Survey: Most homeowners unaware garbage disposals reduce landfill waste
The Emerson survey shows 8 out of 10 homeowners use their trash can to discard food waste
As food waste continues to be a vast global problem, a new survey shows that more than half of U.S. homeowners aren’t aware of the waste-diverting power of a common household appliance that keeps food scraps out of landfills. Half of all U.S. households already have a simple solution to food waste via their garbage disposals.
One out of four people surveyed said they only use their garbage disposals for plate scraping after meals, ignoring the disposal for tasks such as cleaning out the fridge, which 73% of homeowners do monthly or more. In fact, less than 10 percent of respondents knew that advanced garbage disposals, such as those by InSinkErator, can process chicken, turkey, beef, pork or lamb bones, all of which are present in landfills.
The survey, commissioned by Emerson’s InSinkErator business unit, indicated 8 out of 10 homeowners use their trash can to discard food waste.
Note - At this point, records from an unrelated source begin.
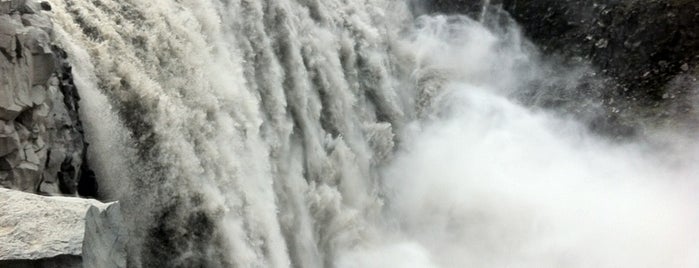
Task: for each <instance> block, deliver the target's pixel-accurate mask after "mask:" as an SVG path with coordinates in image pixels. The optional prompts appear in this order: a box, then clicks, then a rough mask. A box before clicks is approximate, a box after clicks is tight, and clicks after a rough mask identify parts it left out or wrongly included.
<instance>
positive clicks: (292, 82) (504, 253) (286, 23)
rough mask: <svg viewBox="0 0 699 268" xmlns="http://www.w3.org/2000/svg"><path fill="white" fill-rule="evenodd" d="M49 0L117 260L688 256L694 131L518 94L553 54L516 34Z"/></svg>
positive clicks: (271, 9)
mask: <svg viewBox="0 0 699 268" xmlns="http://www.w3.org/2000/svg"><path fill="white" fill-rule="evenodd" d="M53 5H54V11H53V12H54V20H55V22H56V24H57V27H56V36H57V39H58V41H59V42H60V43H61V45H62V46H63V47H64V48H65V50H66V51H67V52H68V54H69V55H70V60H71V62H72V64H73V66H74V70H73V71H74V75H75V82H76V85H77V86H78V87H79V88H80V91H81V94H82V96H83V100H82V103H81V107H84V109H83V110H82V113H83V115H82V116H83V118H85V121H86V122H85V125H86V130H87V136H88V139H89V140H90V142H91V143H92V146H91V147H90V148H91V150H92V151H91V152H90V153H91V155H92V159H90V160H91V162H92V166H94V167H95V169H96V172H97V175H98V177H99V178H101V180H100V186H101V193H100V194H101V196H102V198H105V199H119V200H121V202H122V206H123V210H124V214H125V215H127V218H128V219H129V220H128V225H129V226H128V227H129V230H130V232H131V234H130V238H131V239H130V240H129V248H128V251H129V267H158V266H160V267H289V266H293V267H468V266H472V267H503V266H517V267H561V266H563V267H619V266H627V267H688V266H687V265H689V266H691V265H692V264H694V263H693V261H695V260H694V259H692V258H693V257H694V256H695V255H696V254H695V253H696V250H697V247H696V243H695V242H694V241H696V238H697V231H695V230H699V229H697V228H695V227H697V226H699V224H698V222H697V217H696V216H697V213H696V211H695V209H696V206H695V205H693V204H694V203H693V201H695V200H693V199H694V198H693V197H692V196H691V193H692V192H693V191H692V190H691V187H693V186H694V182H693V181H692V180H690V179H691V178H697V176H698V175H699V172H697V169H696V168H693V166H692V164H691V163H692V160H696V159H697V158H696V157H697V150H696V148H697V147H696V146H695V145H696V142H695V141H693V140H691V139H689V140H682V141H685V142H684V143H681V145H682V146H678V149H677V150H672V149H667V150H665V151H660V150H657V149H654V148H651V147H650V145H648V146H641V145H638V144H635V143H633V144H624V145H619V144H614V143H610V142H605V141H604V140H602V139H601V138H597V137H596V136H594V135H591V134H589V133H588V132H587V131H586V130H585V128H584V127H582V126H581V125H580V124H577V123H575V120H574V119H571V118H570V116H568V115H556V113H555V112H551V111H542V110H539V109H537V108H535V107H525V106H524V105H522V104H520V103H535V102H530V101H522V100H520V99H517V98H516V96H521V95H522V94H520V93H521V92H522V91H527V92H529V91H532V90H533V89H532V88H524V87H527V86H529V85H532V84H536V83H530V82H531V81H535V80H537V79H542V78H544V79H549V77H547V75H549V74H550V73H551V72H547V71H545V70H547V68H549V69H548V70H550V69H552V67H546V66H544V65H545V64H543V63H541V62H540V61H538V60H537V59H536V57H535V56H533V55H534V54H532V52H531V50H530V48H529V45H527V44H526V42H523V41H522V40H521V38H520V36H519V34H518V31H517V30H516V28H511V27H506V28H505V29H499V30H494V31H491V30H488V29H486V27H484V26H483V25H482V24H481V23H479V22H476V21H473V20H471V19H467V18H465V17H442V16H432V17H430V16H426V17H421V18H418V19H415V18H413V16H412V15H411V13H410V11H409V10H408V7H407V5H406V3H405V2H403V1H390V0H385V1H384V0H378V1H343V0H325V1H319V0H269V1H267V0H220V1H215V0H211V1H202V0H182V1H169V0H155V1H139V0H118V1H117V0H94V1H85V0H64V1H58V0H56V1H53ZM482 17H483V19H484V20H485V15H483V16H482ZM578 71H579V70H568V71H565V72H559V73H557V74H556V75H555V76H552V77H550V79H552V80H556V81H565V82H566V84H574V83H576V80H575V77H576V76H577V72H578ZM570 88H574V87H570ZM588 104H589V105H588ZM588 106H589V107H588ZM594 106H595V103H594V101H590V103H585V104H584V105H583V104H579V106H576V107H588V108H589V110H590V111H597V110H596V109H594ZM676 140H681V139H679V136H678V139H676ZM644 144H646V143H644ZM648 144H652V143H648ZM672 144H680V143H679V142H676V141H675V142H672ZM655 153H657V154H660V153H667V154H670V153H672V154H675V155H676V157H668V158H661V157H654V156H653V155H654V154H655ZM668 159H670V160H674V161H667V160H668ZM658 214H660V216H657V215H658ZM668 226H672V228H668Z"/></svg>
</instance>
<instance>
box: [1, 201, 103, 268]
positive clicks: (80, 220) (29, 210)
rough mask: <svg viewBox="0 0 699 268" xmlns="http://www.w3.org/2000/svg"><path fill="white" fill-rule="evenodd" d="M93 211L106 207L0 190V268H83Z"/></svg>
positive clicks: (81, 202)
mask: <svg viewBox="0 0 699 268" xmlns="http://www.w3.org/2000/svg"><path fill="white" fill-rule="evenodd" d="M91 207H96V208H101V209H105V208H106V207H107V204H103V203H101V202H99V201H96V200H92V199H79V198H70V197H46V196H40V195H35V194H28V193H24V192H20V191H14V190H8V189H2V188H0V211H2V213H0V267H81V261H80V260H81V256H82V252H83V237H84V233H85V228H86V227H85V216H86V213H87V211H88V209H89V208H91ZM59 264H61V265H63V266H61V265H59ZM23 265H24V266H23ZM66 265H67V266H66ZM70 265H72V266H70ZM76 265H77V266H76ZM96 267H98V266H96Z"/></svg>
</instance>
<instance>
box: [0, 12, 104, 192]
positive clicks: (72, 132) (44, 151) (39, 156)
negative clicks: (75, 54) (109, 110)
mask: <svg viewBox="0 0 699 268" xmlns="http://www.w3.org/2000/svg"><path fill="white" fill-rule="evenodd" d="M46 5H47V4H44V5H42V4H41V3H39V2H36V1H19V0H0V186H2V187H5V188H11V189H16V190H21V191H26V192H32V193H42V194H62V195H71V196H77V195H82V196H96V193H97V190H96V188H97V186H96V182H95V181H96V180H95V179H94V173H93V172H92V171H91V170H90V169H89V167H88V166H87V161H86V152H87V143H86V142H85V139H84V135H83V129H82V125H81V122H80V118H79V115H78V109H79V107H78V101H79V100H80V96H79V95H78V91H77V89H76V88H75V86H74V84H73V81H72V74H71V67H70V65H69V64H68V62H67V60H66V54H65V52H63V51H62V50H61V49H60V48H59V47H56V46H54V45H53V44H52V34H53V26H52V23H51V20H50V18H49V16H48V15H47V12H48V11H46V10H49V9H50V5H49V6H48V8H47V7H46ZM87 184H89V185H87Z"/></svg>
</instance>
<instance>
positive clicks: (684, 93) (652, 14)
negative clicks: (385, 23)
mask: <svg viewBox="0 0 699 268" xmlns="http://www.w3.org/2000/svg"><path fill="white" fill-rule="evenodd" d="M426 2H427V3H426V4H425V6H424V7H423V8H424V10H425V12H432V13H446V14H469V15H471V16H472V17H475V18H479V16H481V14H482V12H483V5H484V4H485V3H490V5H491V6H490V10H491V11H492V10H494V9H499V8H501V9H502V10H505V11H507V12H508V13H509V14H511V16H512V18H513V19H514V20H516V21H517V22H518V23H519V25H520V27H521V28H522V29H523V31H524V33H525V35H526V36H527V37H528V38H529V39H530V40H532V42H534V43H535V44H536V45H537V46H538V48H539V49H540V50H541V52H542V53H543V54H545V55H547V58H552V56H553V58H558V59H560V60H561V62H562V64H564V65H565V64H572V65H589V66H592V67H593V68H592V69H591V71H590V73H589V75H588V80H589V81H585V82H584V83H583V85H589V84H591V83H599V84H600V85H601V87H598V88H590V87H586V88H578V89H577V90H576V92H578V93H580V94H585V93H586V92H590V91H598V92H595V94H597V93H599V95H600V96H599V97H600V98H599V99H600V101H601V102H603V103H604V106H605V107H606V109H607V112H608V115H607V116H608V117H612V118H626V119H613V120H612V121H615V120H616V122H609V120H603V121H604V122H602V121H598V122H593V123H592V125H593V128H607V130H602V131H610V130H609V128H613V129H615V130H611V131H612V132H618V130H619V129H620V128H619V127H620V124H625V123H620V122H621V121H624V120H630V119H629V118H640V120H642V121H645V123H648V122H662V121H668V120H669V121H675V122H677V121H681V120H683V118H691V117H692V116H685V115H687V114H694V113H696V112H697V111H696V110H695V108H694V107H693V106H694V105H693V104H692V102H693V101H694V99H695V98H696V95H697V88H699V87H698V84H697V73H698V72H697V70H699V69H697V68H696V66H697V64H699V2H696V1H683V0H669V1H668V0H648V1H638V0H614V1H610V0H594V1H579V0H536V1H534V0H491V1H482V0H429V1H426ZM595 94H590V95H595ZM578 97H579V98H580V97H581V96H578ZM582 97H583V98H588V97H589V96H587V95H585V96H582ZM570 101H572V102H575V101H578V100H576V99H571V100H570ZM625 114H626V115H625ZM658 119H659V120H658ZM626 123H628V124H635V123H631V122H626ZM605 125H606V126H605ZM622 129H623V128H622ZM622 132H626V133H627V134H628V133H629V131H622ZM613 134H620V133H613Z"/></svg>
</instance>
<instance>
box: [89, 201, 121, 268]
mask: <svg viewBox="0 0 699 268" xmlns="http://www.w3.org/2000/svg"><path fill="white" fill-rule="evenodd" d="M85 220H86V223H85V240H84V242H83V255H82V256H83V267H100V268H125V267H126V254H127V253H126V242H127V239H128V232H127V230H126V228H125V227H124V224H123V221H124V219H123V217H122V214H121V208H120V205H119V204H118V203H116V204H112V205H110V206H109V207H107V209H105V210H100V208H98V207H91V208H90V209H89V210H88V212H87V216H86V217H85Z"/></svg>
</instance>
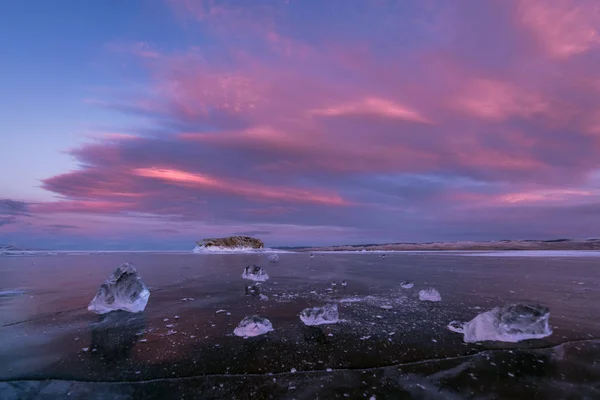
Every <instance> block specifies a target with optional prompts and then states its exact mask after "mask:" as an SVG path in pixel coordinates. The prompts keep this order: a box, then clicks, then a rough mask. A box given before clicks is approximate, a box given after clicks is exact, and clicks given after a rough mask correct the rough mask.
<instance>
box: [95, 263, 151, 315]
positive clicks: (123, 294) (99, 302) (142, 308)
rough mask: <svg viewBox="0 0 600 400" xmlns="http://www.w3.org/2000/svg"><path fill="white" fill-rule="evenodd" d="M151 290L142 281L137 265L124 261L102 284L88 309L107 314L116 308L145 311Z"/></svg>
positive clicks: (125, 310) (134, 310) (116, 309)
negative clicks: (135, 267) (137, 270)
mask: <svg viewBox="0 0 600 400" xmlns="http://www.w3.org/2000/svg"><path fill="white" fill-rule="evenodd" d="M149 297H150V291H149V290H148V288H147V287H146V285H144V282H142V279H141V278H140V276H139V274H138V273H137V271H136V269H135V267H134V266H133V264H131V263H124V264H122V265H121V266H119V267H118V268H117V269H116V270H115V272H113V274H112V275H111V276H110V277H109V278H108V279H107V280H106V281H105V282H104V283H103V284H102V285H101V286H100V288H99V289H98V291H97V292H96V296H95V297H94V298H93V299H92V301H91V302H90V304H89V306H88V310H90V311H94V312H95V313H97V314H106V313H108V312H111V311H115V310H123V311H129V312H140V311H144V308H146V304H148V298H149Z"/></svg>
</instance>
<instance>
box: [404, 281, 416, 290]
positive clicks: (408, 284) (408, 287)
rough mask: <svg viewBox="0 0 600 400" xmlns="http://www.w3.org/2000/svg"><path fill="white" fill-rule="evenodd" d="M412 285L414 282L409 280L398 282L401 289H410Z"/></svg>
mask: <svg viewBox="0 0 600 400" xmlns="http://www.w3.org/2000/svg"><path fill="white" fill-rule="evenodd" d="M413 286H415V284H414V283H412V282H411V281H404V282H402V283H401V284H400V287H401V288H402V289H410V288H412V287H413Z"/></svg>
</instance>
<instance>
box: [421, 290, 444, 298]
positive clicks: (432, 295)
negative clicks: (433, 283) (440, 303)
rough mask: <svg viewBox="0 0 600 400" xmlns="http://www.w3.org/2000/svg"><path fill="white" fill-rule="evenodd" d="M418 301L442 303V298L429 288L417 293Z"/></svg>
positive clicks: (435, 291) (437, 293)
mask: <svg viewBox="0 0 600 400" xmlns="http://www.w3.org/2000/svg"><path fill="white" fill-rule="evenodd" d="M419 300H422V301H442V296H440V292H438V291H437V290H435V289H434V288H429V289H425V290H421V291H420V292H419Z"/></svg>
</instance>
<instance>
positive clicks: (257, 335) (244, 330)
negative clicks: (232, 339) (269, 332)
mask: <svg viewBox="0 0 600 400" xmlns="http://www.w3.org/2000/svg"><path fill="white" fill-rule="evenodd" d="M273 330H274V329H273V325H272V324H271V321H269V320H268V319H266V318H262V317H259V316H258V315H251V316H249V317H246V318H244V319H243V320H242V321H241V322H240V323H239V324H238V326H237V328H235V329H234V331H233V334H234V335H236V336H240V337H244V338H246V337H253V336H259V335H264V334H265V333H267V332H271V331H273Z"/></svg>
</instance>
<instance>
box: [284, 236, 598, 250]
mask: <svg viewBox="0 0 600 400" xmlns="http://www.w3.org/2000/svg"><path fill="white" fill-rule="evenodd" d="M289 249H292V248H289ZM362 250H365V251H373V250H376V251H382V250H383V251H403V250H405V251H415V250H419V251H428V250H430V251H443V250H454V251H456V250H462V251H477V250H483V251H486V250H504V251H506V250H600V239H599V238H594V239H554V240H500V241H490V242H472V241H461V242H430V243H386V244H367V245H340V246H324V247H305V248H296V249H294V251H299V252H310V251H362Z"/></svg>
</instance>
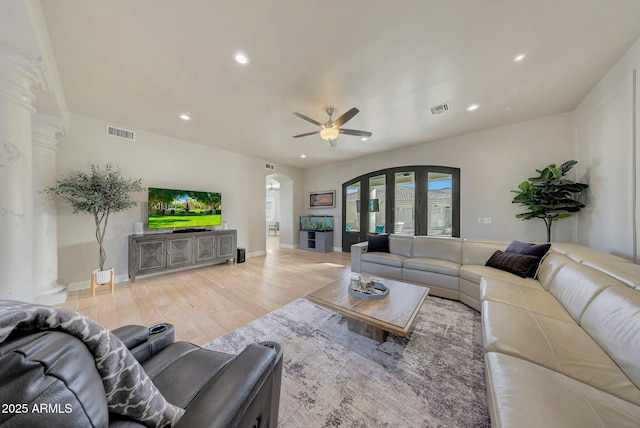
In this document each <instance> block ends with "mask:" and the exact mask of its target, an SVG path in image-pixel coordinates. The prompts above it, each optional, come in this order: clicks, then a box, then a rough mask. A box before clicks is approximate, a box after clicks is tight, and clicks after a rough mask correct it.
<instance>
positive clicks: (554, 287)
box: [549, 263, 623, 323]
mask: <svg viewBox="0 0 640 428" xmlns="http://www.w3.org/2000/svg"><path fill="white" fill-rule="evenodd" d="M614 285H620V286H623V285H622V284H621V283H620V282H618V281H617V280H615V279H613V278H611V277H610V276H607V275H605V274H603V273H601V272H598V271H596V270H593V269H591V268H590V267H588V266H585V265H582V264H580V263H568V264H566V265H564V266H562V267H561V268H560V269H559V270H558V273H556V275H555V276H554V278H553V280H552V281H551V283H550V284H549V292H550V293H551V294H553V296H554V297H555V298H556V299H558V301H559V302H560V303H561V304H562V306H564V308H565V309H566V310H567V312H569V314H570V315H571V317H572V318H573V319H574V320H575V321H576V322H578V323H580V319H581V318H582V313H583V312H584V310H585V309H586V307H587V306H588V305H589V303H591V301H592V300H593V299H594V297H595V296H597V295H598V294H600V293H601V292H602V290H604V289H605V288H608V287H612V286H614Z"/></svg>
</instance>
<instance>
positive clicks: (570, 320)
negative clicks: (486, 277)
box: [480, 277, 574, 322]
mask: <svg viewBox="0 0 640 428" xmlns="http://www.w3.org/2000/svg"><path fill="white" fill-rule="evenodd" d="M480 299H481V300H483V301H484V300H489V301H492V302H501V303H506V304H508V305H511V306H515V307H517V308H522V309H526V310H528V311H529V312H534V313H536V314H540V315H545V316H548V317H551V318H555V319H557V320H560V321H565V322H574V321H573V318H571V315H569V313H568V312H567V311H566V310H565V309H564V307H563V306H562V305H561V304H560V302H558V301H557V300H556V299H555V297H553V295H551V293H549V292H547V291H545V290H544V289H543V288H542V286H540V288H537V289H536V288H534V287H531V286H528V285H527V286H525V285H521V284H514V283H512V282H509V281H504V280H502V279H496V278H488V277H487V278H482V280H481V281H480Z"/></svg>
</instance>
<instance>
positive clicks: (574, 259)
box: [551, 242, 632, 263]
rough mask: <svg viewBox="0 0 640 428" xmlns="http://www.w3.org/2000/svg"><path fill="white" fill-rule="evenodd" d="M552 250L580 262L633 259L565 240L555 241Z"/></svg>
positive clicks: (577, 261) (618, 260) (571, 258)
mask: <svg viewBox="0 0 640 428" xmlns="http://www.w3.org/2000/svg"><path fill="white" fill-rule="evenodd" d="M551 251H554V252H556V253H560V254H563V255H565V256H567V257H568V258H570V259H571V260H573V261H576V262H578V263H584V262H586V261H595V260H600V261H602V260H611V261H619V262H623V263H632V262H631V261H629V260H627V259H623V258H622V257H618V256H614V255H613V254H606V253H603V252H601V251H598V250H594V249H593V248H589V247H585V246H584V245H579V244H570V243H564V242H563V243H553V244H552V245H551Z"/></svg>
Food waste in landfills generates methane, a greenhouse gas 21 times more potent than carbon dioxide and a significant environmental issue.
“We know people are concerned about landfills, but many don’t realize food waste is a big culprit behind this issue, accounting for 21.6% of waste in U.S. landfills,” said Chad Severson, president of Emerson’s InSinkErator. “But, with food waste disposers in place in many households, we can make a measurable impact and help create positive environmental changes in our communities.”
InSinkErator’s founder, John Hammes, invented the garbage disposal in 1927, and the company continues to build its expertise as the world’s leading supplier of residential food waste disposers. With a mission to reduce food waste in landfills throughout the country, Wisconsin-based InSinkErator disposers are equipped to grind even the toughest foods.
Disposal technology has advanced significantly in recent years, with today’s InSinkErator disposers capable of quietly grinding everything from corn cobs, bones and apple cores to banana peels, avocado pits and fruit and veggie peels. Once ground, food waste is sent through a home’s plumbing to wastewater treatment facilities, which are equipped to process the slurry efficiently.
A growing number of communities are taking an additional environmentally responsible step to convert ground food waste into energy by using anaerobic digesters at wastewater treatment facilities to process food waste. With digesters, methane gas can be captured and used to produce renewable energy. Other byproducts are fertilizer and clean water.
The combination of disposers and digesters may soon deliver significant reductions in food waste headed to landfills. Emerson’s InSinkErator is celebrating its 80th anniversary this year and another big milestone: more than 80 million tons of food waste kept out of landfills.